1984 198619881990199219941996199820002002 Linear trend extrapolation estimate for the years 26 24 22 20 18 16 14 12 10 8 6 4 2 0 Following the forecasting process, actual values are obtained. Actual and projected sales revenue in billions of dollars for 2004

Lecture 18 – Sales Forecasting and Budgeting – Marketing Management –

Reasons for sales forecasting; users; techniques; and elements that influence sales forecasting Budgeting Types There are several types of budgeting. Establishing a financial budget Estimation of future sales It is the total sales of a product that a company anticipates will be sold over an extended period of time under specific environmental conditions and via its own marketing efforts that is referred to as a sales forecast. Typically, sales predictions are created for periods of three months (quarterly), six months (semi-annually), or one year (annually).

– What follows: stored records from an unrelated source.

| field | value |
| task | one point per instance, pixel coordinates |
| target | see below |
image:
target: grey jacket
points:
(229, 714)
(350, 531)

Some businesses have an operations cycle that is shorter than a year, and they prefer to predict for that cycle rather than the longer one (e.g.

When projecting over a short period of time (one year or less), accuracy is more likely to be higher.

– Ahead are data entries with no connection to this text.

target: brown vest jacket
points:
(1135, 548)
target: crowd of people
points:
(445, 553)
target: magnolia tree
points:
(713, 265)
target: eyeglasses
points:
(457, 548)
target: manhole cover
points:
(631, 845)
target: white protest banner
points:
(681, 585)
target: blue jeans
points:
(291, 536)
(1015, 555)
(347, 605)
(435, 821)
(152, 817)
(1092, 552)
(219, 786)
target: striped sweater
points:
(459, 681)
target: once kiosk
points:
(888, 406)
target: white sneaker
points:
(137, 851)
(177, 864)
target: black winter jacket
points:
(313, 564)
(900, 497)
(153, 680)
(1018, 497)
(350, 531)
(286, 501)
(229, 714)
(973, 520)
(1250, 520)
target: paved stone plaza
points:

For example, knowing how much inventory to purchase, when to begin marketing initiatives, or where to locate new retail outlets are all important considerations.

Sales predictions are used by all departments to plan their work for the next period (if the forecast is incorrect, the plans based on it will be incorrect as well).

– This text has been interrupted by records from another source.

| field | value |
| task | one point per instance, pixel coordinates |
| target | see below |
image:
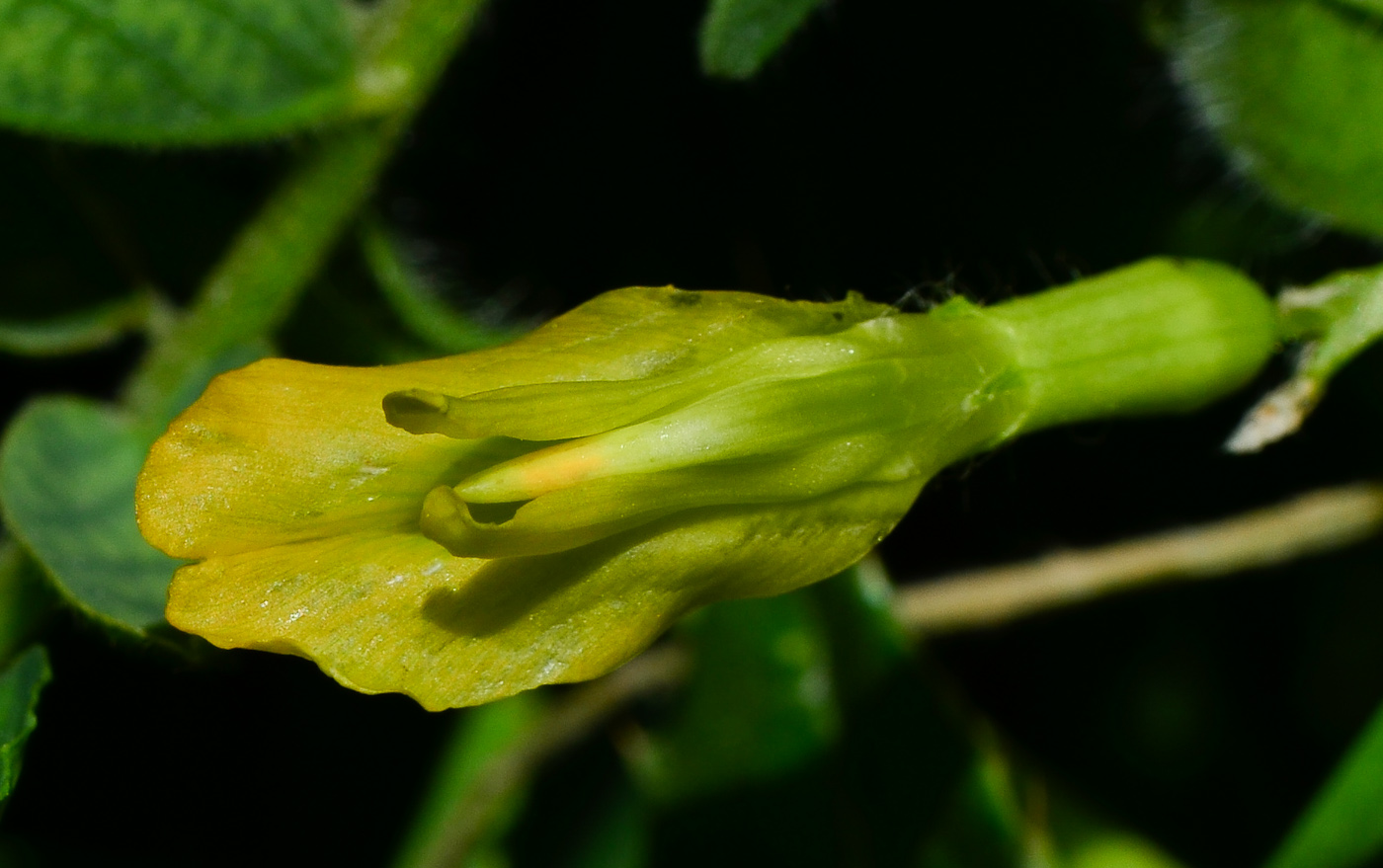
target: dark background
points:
(906, 149)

When there is a shortage of inventory, sales opportunities may be missed since consumers don’t like to wait for products.

It has an impact on sales quotas and the remuneration of sales representatives.

To plan and arrange manufacturing activities – including machinery, labor, and materials – for items is essential.

For distribution, it is necessary to take into account available space, transportation, and labor so that you do not reserve too many vehicles or storage space when it is not required.

Purchasing is responsible for the organization of materials and components, as well as for negotiating more favorable terms with suppliers.